Unit-tests for machine learning pipelines

Friday, May 26

11:00 - 11:30
RoomLasagna
LanguageEnglish
Audience levelBeginner
Elevator pitch

Data Scientists usually write code in notebooks, that is then converted to structured and robust modules. Testing your code is then fundamental to minimize disruptions and deploy new features in a more stable manner. How can Data Scientists write tests for their code efficiently?

Abstract

Data Scientists usually write code in notebooks, that are an excellent interactive environment for the experimental work that is creating a machine learning model but are not usually deployed to production. In fact, code is typically converted to structured, well-tested and robust modules, and any change to the code-base requires some development time before being integrated into the production pipeline. In this setting, testing your code is fundamental to minimize disruptions and deploy new features in a more stable manner. The first level of tests of any software are usually unit-tests, that are tests designed to check that a single piece of code is working correctly and produces the desired results. These tests are usually automatically executed and are well known by software developers, but not by Data Scientists. In this talk, we will present guidelines on how a Data Scientist can use PyTest to develop unit-tests for their code, focusing on a standard machine learning pipeline structure (preprocessing, feature engineering, training, predicting). We will start from how to structure the code in the experimental phase to quickly convert notebooks into structured modules. We will go into details of what are the general steps of a unit tests, and we will investigate the most common scenarios for a test in a data science pipeline.

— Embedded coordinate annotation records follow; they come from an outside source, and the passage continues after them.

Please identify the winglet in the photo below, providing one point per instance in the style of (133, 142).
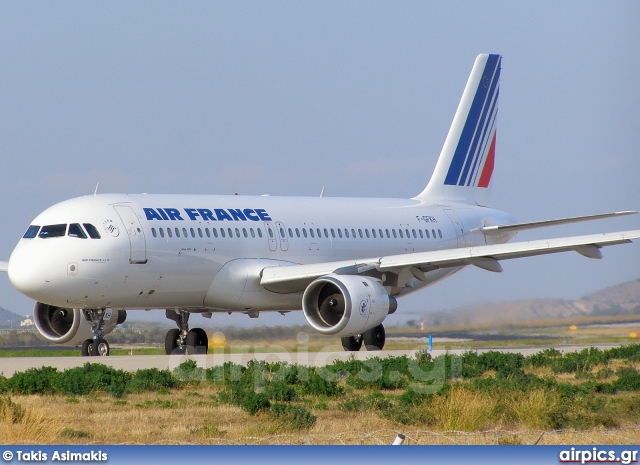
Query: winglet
(465, 166)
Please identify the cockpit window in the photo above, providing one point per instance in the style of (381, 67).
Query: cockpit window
(32, 231)
(76, 231)
(53, 230)
(91, 229)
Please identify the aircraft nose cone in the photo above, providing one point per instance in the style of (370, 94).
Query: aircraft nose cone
(26, 274)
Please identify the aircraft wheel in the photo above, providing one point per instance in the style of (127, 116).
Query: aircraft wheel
(197, 341)
(351, 343)
(100, 347)
(374, 338)
(87, 345)
(171, 341)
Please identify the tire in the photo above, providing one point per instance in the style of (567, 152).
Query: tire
(100, 348)
(171, 341)
(351, 343)
(87, 345)
(374, 338)
(197, 341)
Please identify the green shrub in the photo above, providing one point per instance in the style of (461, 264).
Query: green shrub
(292, 417)
(151, 379)
(34, 381)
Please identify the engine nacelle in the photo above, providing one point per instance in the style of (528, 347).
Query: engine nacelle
(70, 326)
(346, 305)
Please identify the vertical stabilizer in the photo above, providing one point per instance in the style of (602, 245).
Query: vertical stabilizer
(464, 168)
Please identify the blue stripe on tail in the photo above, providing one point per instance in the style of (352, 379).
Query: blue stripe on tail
(476, 127)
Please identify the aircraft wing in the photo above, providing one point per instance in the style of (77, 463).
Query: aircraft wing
(295, 278)
(546, 223)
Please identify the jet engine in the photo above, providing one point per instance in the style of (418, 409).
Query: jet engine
(71, 326)
(346, 305)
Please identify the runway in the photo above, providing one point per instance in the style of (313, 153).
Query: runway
(11, 365)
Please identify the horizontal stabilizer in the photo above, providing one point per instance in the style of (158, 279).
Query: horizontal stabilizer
(546, 223)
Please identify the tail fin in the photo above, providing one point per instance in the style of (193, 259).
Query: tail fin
(464, 168)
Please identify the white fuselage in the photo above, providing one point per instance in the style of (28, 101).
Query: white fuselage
(205, 253)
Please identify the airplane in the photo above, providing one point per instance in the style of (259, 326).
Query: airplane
(343, 261)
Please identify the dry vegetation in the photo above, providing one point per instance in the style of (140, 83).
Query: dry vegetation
(494, 398)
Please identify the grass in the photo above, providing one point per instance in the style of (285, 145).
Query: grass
(492, 398)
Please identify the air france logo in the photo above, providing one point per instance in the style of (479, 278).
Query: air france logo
(204, 214)
(363, 307)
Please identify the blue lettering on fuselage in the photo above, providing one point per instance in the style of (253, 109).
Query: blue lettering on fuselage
(204, 214)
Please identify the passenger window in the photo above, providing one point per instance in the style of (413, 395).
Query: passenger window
(53, 230)
(31, 232)
(76, 231)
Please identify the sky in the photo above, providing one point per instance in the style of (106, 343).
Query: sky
(288, 97)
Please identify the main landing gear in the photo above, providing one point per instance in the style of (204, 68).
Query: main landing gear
(373, 340)
(183, 340)
(98, 345)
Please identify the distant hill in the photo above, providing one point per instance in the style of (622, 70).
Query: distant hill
(7, 319)
(623, 299)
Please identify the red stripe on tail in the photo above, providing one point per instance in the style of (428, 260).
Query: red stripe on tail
(487, 170)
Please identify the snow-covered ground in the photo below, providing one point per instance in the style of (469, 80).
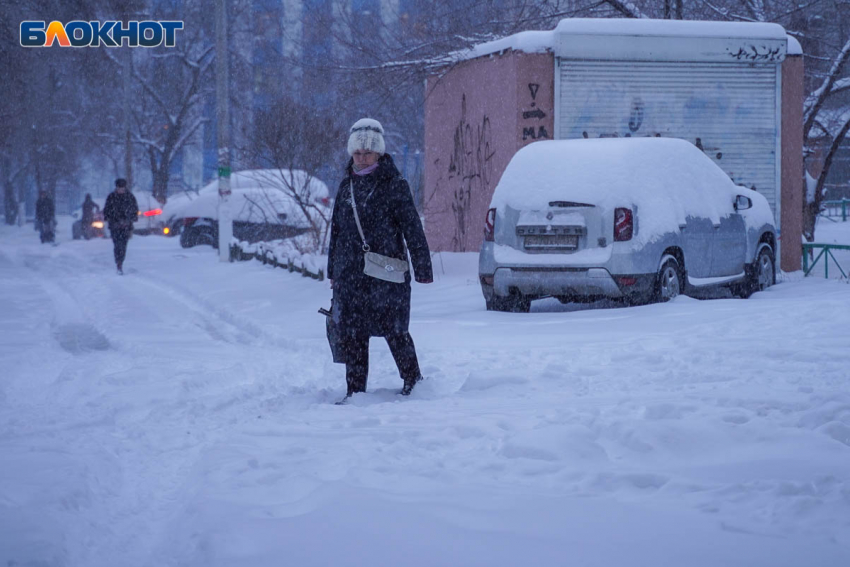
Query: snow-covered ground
(181, 415)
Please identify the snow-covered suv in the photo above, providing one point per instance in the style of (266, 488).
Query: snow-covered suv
(641, 219)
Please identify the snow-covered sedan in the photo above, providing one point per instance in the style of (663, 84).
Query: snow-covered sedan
(262, 206)
(638, 219)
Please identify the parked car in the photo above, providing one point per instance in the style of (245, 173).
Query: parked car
(150, 219)
(261, 204)
(636, 219)
(258, 214)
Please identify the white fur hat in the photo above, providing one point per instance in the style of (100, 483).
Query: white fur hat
(366, 134)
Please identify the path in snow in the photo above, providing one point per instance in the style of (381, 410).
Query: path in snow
(180, 415)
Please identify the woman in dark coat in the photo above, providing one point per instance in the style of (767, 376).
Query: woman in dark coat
(365, 306)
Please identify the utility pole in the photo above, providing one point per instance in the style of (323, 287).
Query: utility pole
(128, 84)
(222, 95)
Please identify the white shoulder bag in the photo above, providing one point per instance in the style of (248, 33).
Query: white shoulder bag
(377, 265)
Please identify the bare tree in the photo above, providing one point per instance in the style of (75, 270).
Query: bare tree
(292, 144)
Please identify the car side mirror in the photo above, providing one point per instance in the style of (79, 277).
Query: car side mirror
(742, 203)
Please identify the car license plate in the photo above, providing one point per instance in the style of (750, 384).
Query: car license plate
(551, 242)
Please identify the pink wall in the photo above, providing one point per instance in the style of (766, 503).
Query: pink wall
(792, 164)
(480, 112)
(474, 124)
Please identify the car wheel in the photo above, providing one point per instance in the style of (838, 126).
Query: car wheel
(762, 277)
(668, 284)
(514, 303)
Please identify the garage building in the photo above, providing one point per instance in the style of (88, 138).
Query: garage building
(735, 90)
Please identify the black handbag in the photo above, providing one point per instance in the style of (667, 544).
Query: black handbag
(334, 336)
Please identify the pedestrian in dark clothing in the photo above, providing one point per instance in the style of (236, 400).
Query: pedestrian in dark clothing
(120, 211)
(364, 305)
(88, 215)
(45, 217)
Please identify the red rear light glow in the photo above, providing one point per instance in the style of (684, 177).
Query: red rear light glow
(623, 224)
(490, 226)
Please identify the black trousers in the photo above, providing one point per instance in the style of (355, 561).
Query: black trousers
(357, 359)
(120, 236)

TagsMachine-Learning, Test Driven Development (TDD)
participant photo

Alessandro Garavaglia

My name is Alessandro Garavaglia. I have a Ph.D. in Applied Mathematics from Eindhoven University of Technology, with a dissertation about stochastic models for complex networks. I worked in consulting both as a Data Scientist and as Cloud Developer, with a focus on DevOps and MLOps development. I jcurrently work as a Senior Machine Learning Engineer, as well as architect and administrator of a Data Science Platform.